En s'attaquant de cette manière au champ symbolique qui suscite fréquemment le propos poétique sur l'oiseau, Saint-John Perse rejette dans le même temps tout ce que la mémoire culturelle des représentations de l'oiseau induit d'un regard préconçu. Selon lui, le symbole devient une "carence" (c'est le terme qu'il emploie), si l'on veut saisir comme il veut le faire, l'oiseau dans sa réalité nue. Les oiseaux peints par Braque échappent à cette vision conventionnelle, et c'est justement ceux-là qu'il entend saisir dans son poème :
"Tout synthétiques qu'ils soient, ils sont de création première et ne remontent point le cours d'une abstraction. Ils n'ont point fréquenté le mythe ni la légende, et, répugnant de tout leur être à cette carence qu'est le symbole, ils ne relèvent d'aucune Bible ni Rituel" (suite XII, O.C., p. 424).
Dès lors, il s'agit, comme le dit effectivement Braque, de faire "passer la littérature au second plan", et Saint-John Perse entend, en cette même suite XII (O.C., p. 424-425), s'affranchir des références culturelles qui en viennent à constituer, dans la mémoire, tout un corpus symbolique encombrant, empêchant d'accorder au réel tout l'attention nécessaire :
« Ils n'ont pas joué aux dieux d'Egypte ou de Susiane. Ils n'étaient pas avec la colombe de Noé, ni le vautour de Prométhée; non plus qu'avec ces oiseaux Ababils dont il est fait mention au livre de Mahomet. [...]

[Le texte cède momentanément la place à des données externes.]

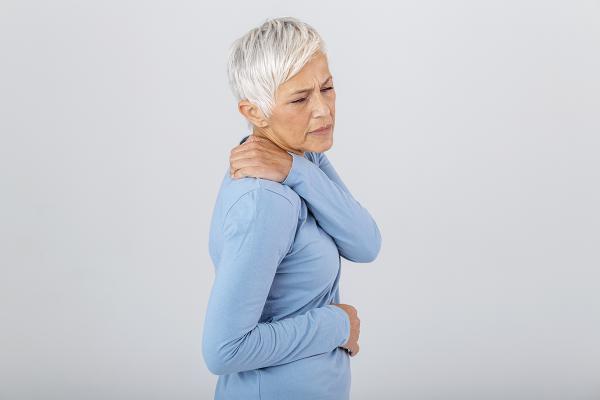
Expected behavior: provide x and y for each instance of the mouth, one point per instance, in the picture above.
(322, 130)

Ils n'en tirent point littérature. Ils n'ont fouillé nulles entrailles ni vengé nul blasphème. Et qu'avaient-ils à faire de 'l'aigle jovien' dans la première Pythique de Pindare? Ils n'auront point croisé 'les grues frileuses' de Maldoror, ni le grand oiseau blanc d'Edgar Poe dans le ciel défaillant d'Arthur Gordon Pym. L'albatros de Baudelaire ni l'oiseau supplicié de Coleridge ne furent leurs familiers. Mais du réel qu'ils sont, non de la fable d'aucun conte, ils emplissent l'espace poétique de l'homme, portés d'un trait réel jusqu'aux abords du surréel ».
Mais il ne faudrait pas croire pour autant que toute allusion culturelle est évacuée du propos de Saint-John Perse comme c'est souvent le cas dans son oeuvre, les références se trouvent être dissimulées dans le langage, la vonlonté du poète étant de s'en servir comme d'instruments de représentation et non comme simples sources. La culture est dès lors "réactivée" par cette convocation dynamique de ses ressorts.